"Miss Sanderson was very popular in a certain rather flashy set in Chicago. But her folks were bounders. They lived right up to the limit, just as Dawson did, in my opinion. Oh, you can be sure that if a proposition like this were put up to her she'd take a chance to get away with it. She runs no risks. She didn't do it anyhow, and as for her part, after the fact, why, a woman is always pretty safe - more sinned against than sinning, and all that. It's a queer sort of honeymoon, hey?"

"Have you any copies of the forged certificates?" asked Craig.

"Yes, plenty of them. Since the story has been told in print they have been pouring in. Here are several."

He pulled several finely engraved certificates from his pocket and
Kennedy scrutinised them minutely.

"I may keep these to study at my leisure?" he asked.

Certainly," replied Carroll, "and if you want any more I can wire to Chicago for them."

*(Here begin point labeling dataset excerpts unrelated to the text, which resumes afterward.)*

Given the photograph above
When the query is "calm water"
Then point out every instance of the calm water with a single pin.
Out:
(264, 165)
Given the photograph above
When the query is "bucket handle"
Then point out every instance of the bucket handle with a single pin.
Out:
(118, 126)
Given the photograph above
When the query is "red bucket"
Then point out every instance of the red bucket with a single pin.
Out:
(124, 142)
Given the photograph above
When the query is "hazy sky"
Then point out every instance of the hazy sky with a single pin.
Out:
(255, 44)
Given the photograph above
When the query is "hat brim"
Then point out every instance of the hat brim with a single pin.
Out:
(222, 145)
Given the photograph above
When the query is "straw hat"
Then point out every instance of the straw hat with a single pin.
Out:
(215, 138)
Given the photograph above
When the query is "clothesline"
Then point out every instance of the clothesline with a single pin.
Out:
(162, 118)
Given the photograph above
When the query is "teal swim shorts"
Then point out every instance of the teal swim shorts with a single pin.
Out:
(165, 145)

"No, these will be sufficient for the present, thank you," said Craig. "I shall keep in touch with you and let you know the moment anything develops.

Our ride uptown to the laboratory was completed in silence which I did not interrupt, for I could see that Kennedy was thinking out a course of action. The quick pace at which he crossed the campus to the Chemistry Building told me that he had decided on something.

In the laboratory Craig hastily wrote a note, opened a drawer of his desk, and selected one from a bunch of special envelopes which he seemed to be saving for some purpose. He sealed it with some care, and gave it to me to post immediately. It was addressed to Dawson at the Hotel Amsterdam. On my return I found him deeply engrossed in the examination of the forged shares of stock. Having talked with him more or less in the past about handwriting I did not have to be told that he was using a microscope to discover any erasures and that photography both direct and by transmitted light might show something.

"I can't see anything wrong with these documents," he remarked at length. "They show no erasures or alterations. On their face they look as good as the real article. Even if they are tracings they are remarkably line work. It certainly is a fact, however, that they superimpose. They might all have been made from the same pair of signatures of the president and treasurer.